Like a lot of veterans of his generation, Alfonzo never spoke about his service, his son says. “But we noticed little things. On the Fourth of July, the fireworks going off would bother him. But we didn’t think much about it.”
It was only eight years ago that Spencer found out what had happened to his father in Korea, including the details of his injury. Finally sharing his story, Alfonzo realized that he had been suffering from post-traumatic stress disorder. Sixty years after he’d gone to war, Alfonzo joined a group counseling program for veterans that met in Baltimore.
“I tell people now coming back from Afghanistan and Iraq, my father waited until he was 80 years old to go in for PTSD [treatment],” Spencer says. The message is clear: Don’t wait. Times have changed. Alfonzo died in 2009.
Spencer’s parents probably wouldn’t have guessed he’d one day become the highest-ranking African American in the Air Force. But he comes from a family of path breakers. In 1951, Spencer’s mother, along with 450 of her classmates, walked out the doors of the all-black R. R. Moton High School, in Farmville, Va., to demand better conditions at their tiny school, which was built to handle only 150 students. The one story-building had eight classrooms, no gym, and no cafeteria. Moton’s teachers earned less than their white counterparts at other county schools.

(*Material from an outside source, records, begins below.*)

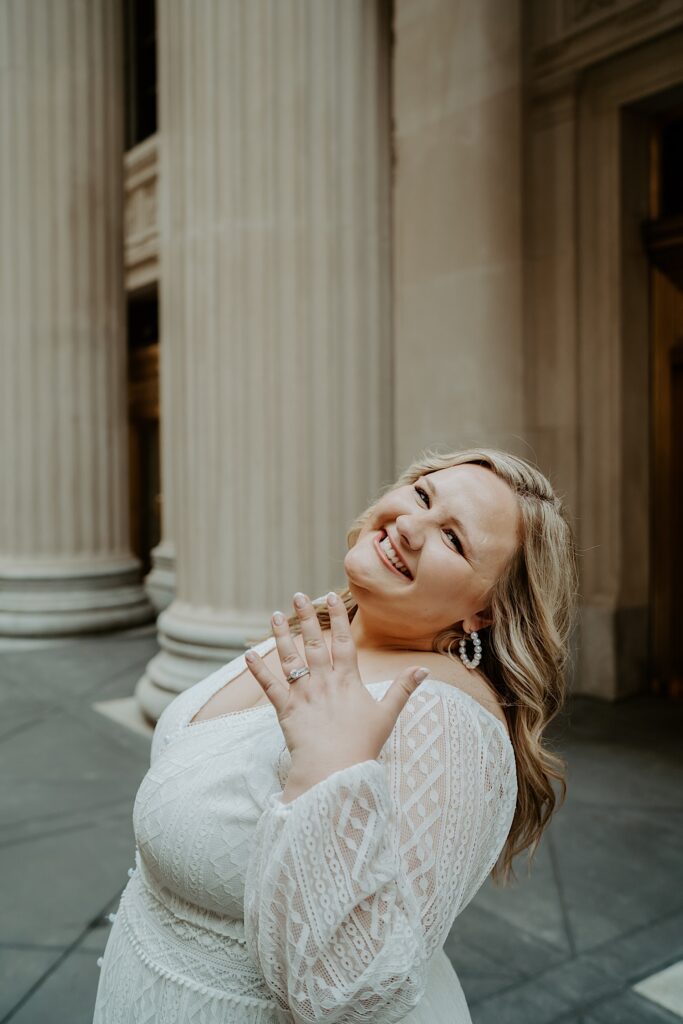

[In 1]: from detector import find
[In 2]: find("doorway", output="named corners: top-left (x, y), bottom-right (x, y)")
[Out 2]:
top-left (645, 109), bottom-right (683, 698)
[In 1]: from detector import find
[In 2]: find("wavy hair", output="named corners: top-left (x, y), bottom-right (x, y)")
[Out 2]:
top-left (250, 447), bottom-right (578, 884)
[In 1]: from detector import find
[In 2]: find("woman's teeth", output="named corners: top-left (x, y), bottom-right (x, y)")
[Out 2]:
top-left (380, 537), bottom-right (412, 580)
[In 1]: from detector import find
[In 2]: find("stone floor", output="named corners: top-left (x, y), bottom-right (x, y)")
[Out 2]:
top-left (0, 630), bottom-right (683, 1024)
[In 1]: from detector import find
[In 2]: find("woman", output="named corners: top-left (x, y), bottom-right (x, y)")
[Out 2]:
top-left (94, 450), bottom-right (577, 1024)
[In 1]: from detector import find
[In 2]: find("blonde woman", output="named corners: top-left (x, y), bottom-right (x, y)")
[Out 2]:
top-left (94, 450), bottom-right (575, 1024)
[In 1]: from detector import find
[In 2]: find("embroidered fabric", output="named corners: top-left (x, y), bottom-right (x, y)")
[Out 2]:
top-left (93, 626), bottom-right (517, 1024)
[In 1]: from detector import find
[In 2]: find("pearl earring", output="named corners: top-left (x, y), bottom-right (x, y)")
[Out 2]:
top-left (460, 630), bottom-right (481, 669)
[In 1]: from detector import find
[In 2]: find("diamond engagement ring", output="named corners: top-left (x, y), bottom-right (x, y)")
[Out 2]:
top-left (287, 666), bottom-right (310, 683)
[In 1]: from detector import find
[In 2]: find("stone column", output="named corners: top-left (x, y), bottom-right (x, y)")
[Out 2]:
top-left (137, 0), bottom-right (393, 718)
top-left (0, 0), bottom-right (152, 636)
top-left (393, 0), bottom-right (529, 465)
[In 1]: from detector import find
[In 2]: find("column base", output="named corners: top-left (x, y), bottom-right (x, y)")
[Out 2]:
top-left (0, 557), bottom-right (155, 637)
top-left (135, 601), bottom-right (269, 722)
top-left (144, 541), bottom-right (175, 614)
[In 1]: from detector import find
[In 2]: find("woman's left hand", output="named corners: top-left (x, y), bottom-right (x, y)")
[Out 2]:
top-left (246, 594), bottom-right (428, 770)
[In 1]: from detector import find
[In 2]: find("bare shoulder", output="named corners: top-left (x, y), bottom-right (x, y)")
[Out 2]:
top-left (397, 651), bottom-right (509, 731)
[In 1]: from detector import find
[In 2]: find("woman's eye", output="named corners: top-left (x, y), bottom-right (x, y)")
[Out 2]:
top-left (414, 486), bottom-right (465, 556)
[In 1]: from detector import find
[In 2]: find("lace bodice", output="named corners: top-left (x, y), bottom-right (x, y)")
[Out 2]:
top-left (95, 626), bottom-right (517, 1024)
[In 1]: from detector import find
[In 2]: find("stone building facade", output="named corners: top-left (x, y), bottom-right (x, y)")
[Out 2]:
top-left (0, 0), bottom-right (683, 719)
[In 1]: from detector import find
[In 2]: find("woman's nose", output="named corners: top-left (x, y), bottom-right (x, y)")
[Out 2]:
top-left (396, 513), bottom-right (422, 550)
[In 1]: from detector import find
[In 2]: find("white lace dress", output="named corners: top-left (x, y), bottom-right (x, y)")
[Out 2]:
top-left (93, 626), bottom-right (517, 1024)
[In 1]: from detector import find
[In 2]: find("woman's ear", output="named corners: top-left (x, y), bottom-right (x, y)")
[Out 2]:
top-left (463, 608), bottom-right (493, 633)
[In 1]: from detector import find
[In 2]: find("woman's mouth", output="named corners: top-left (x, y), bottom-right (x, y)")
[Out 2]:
top-left (374, 529), bottom-right (413, 580)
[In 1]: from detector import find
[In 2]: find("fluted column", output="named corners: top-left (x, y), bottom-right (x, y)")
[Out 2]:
top-left (138, 0), bottom-right (393, 717)
top-left (0, 0), bottom-right (151, 636)
top-left (393, 0), bottom-right (529, 465)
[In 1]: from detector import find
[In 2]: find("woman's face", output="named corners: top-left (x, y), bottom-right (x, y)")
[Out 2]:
top-left (344, 464), bottom-right (520, 646)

The student protest led to a lawsuit, which was later joined with Brown V. Board of Education and heard before the Supreme Court. In 1954, the justices ruled unanimously that “separate educational facilities are inherently unequal.”
In January, during celebrations honoring Martin Luther King, Spencer spoke at his mom’s old high school, which is now a museum. “I am reminded of Dr. King’s words,” he said. “‘Courage is an inner resolution to go forth despite obstacles. Cowardice is submissive surrender to circumstances.'”
“My mother, her classmates and countless others during the civil rights movement are a key reason why I wear this Air Force uniform today. Many people sacrificed a lot back then to change a country that now allows me and others to graciously and happily sacrifice for it.”